Saturday, May 8, 2010

Haiti ... "restavecs"

Dear Colleagues

A friend sent me this message and pointer to a URL. The article referenced is about the very poor children that are essentially sold into servitude all over Haiti. He simply wrote:
Sometimes it is hard to know what to believe.
While I do not know the facts in Haiti first hand, I have seen similar situations in a lot of other poor societies. In response I wrote the following:
Dear Colleagues

Thank you for sending me this.

While I am not an academic expert on the history of Haiti ... I am a fairly competent accountant and analyst of economic activities. If you try to answer the question "Why are Haitian people so poor?" you end up with an answer that fits very well with the story recited in the URL you sent.

The so called "restavecs" are a big reality ... though not much talked about for obvious reasons. The problem is not unique to Haiti. Ultra poor families are trading their children all over the planet ... to help keep the rest of the family from starving. This is a piece of the global economy that has been created over the past "long time" by our global socio-economic system and its decision makers. I think it stinks ... but those that have the wealth have the guns and have the power and make decisions that maintain the status quo or improve it for the continuing benefit of the powerful socio-economic and political elites.

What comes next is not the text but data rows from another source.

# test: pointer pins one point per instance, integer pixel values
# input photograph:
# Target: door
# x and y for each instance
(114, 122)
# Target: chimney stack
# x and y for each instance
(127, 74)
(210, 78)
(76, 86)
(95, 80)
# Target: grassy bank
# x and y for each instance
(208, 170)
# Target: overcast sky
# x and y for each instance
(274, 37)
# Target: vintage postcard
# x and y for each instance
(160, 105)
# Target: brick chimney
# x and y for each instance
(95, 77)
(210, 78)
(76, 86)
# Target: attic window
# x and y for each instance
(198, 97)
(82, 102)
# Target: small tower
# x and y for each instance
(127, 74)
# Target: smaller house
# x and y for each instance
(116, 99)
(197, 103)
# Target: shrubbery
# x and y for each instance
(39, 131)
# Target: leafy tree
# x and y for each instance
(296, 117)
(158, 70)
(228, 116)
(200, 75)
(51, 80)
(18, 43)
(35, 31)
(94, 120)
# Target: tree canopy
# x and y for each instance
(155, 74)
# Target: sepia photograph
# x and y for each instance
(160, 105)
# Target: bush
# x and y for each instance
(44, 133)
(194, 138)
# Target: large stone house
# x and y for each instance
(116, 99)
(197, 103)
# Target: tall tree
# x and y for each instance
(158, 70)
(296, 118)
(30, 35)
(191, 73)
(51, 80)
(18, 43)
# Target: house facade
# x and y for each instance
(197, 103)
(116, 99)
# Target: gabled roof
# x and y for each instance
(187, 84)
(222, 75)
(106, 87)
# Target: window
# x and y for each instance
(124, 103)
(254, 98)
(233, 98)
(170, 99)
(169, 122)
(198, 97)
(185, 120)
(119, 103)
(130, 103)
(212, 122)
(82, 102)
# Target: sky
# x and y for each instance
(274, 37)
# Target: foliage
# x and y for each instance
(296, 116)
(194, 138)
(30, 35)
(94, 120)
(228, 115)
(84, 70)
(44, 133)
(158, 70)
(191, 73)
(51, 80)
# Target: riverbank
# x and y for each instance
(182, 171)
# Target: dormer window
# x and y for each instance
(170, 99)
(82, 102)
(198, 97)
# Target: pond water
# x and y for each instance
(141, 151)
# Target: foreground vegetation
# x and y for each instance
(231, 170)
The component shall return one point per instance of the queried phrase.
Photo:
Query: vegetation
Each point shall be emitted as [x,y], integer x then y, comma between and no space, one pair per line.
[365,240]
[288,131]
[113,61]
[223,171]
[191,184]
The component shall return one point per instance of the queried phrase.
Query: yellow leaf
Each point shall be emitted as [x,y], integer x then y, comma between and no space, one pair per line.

Things can change ... and things should change ... but it is not going to be easy, and the outcome is uncertain. My role in all of this change will be through a process that brings together data, analysis, planning and accountability.
I am appalled that in the modern world the planners and politicians and the people who make public policy cannot handle the crisis of around 4 billion poor and hungry people around the planet. There are: (1) massive needs and things that need to be done; (2) lots of cash and credit on the sidelines; (3) lots of people unemployed; (4) and a total inability to allocate resources so that important things get done.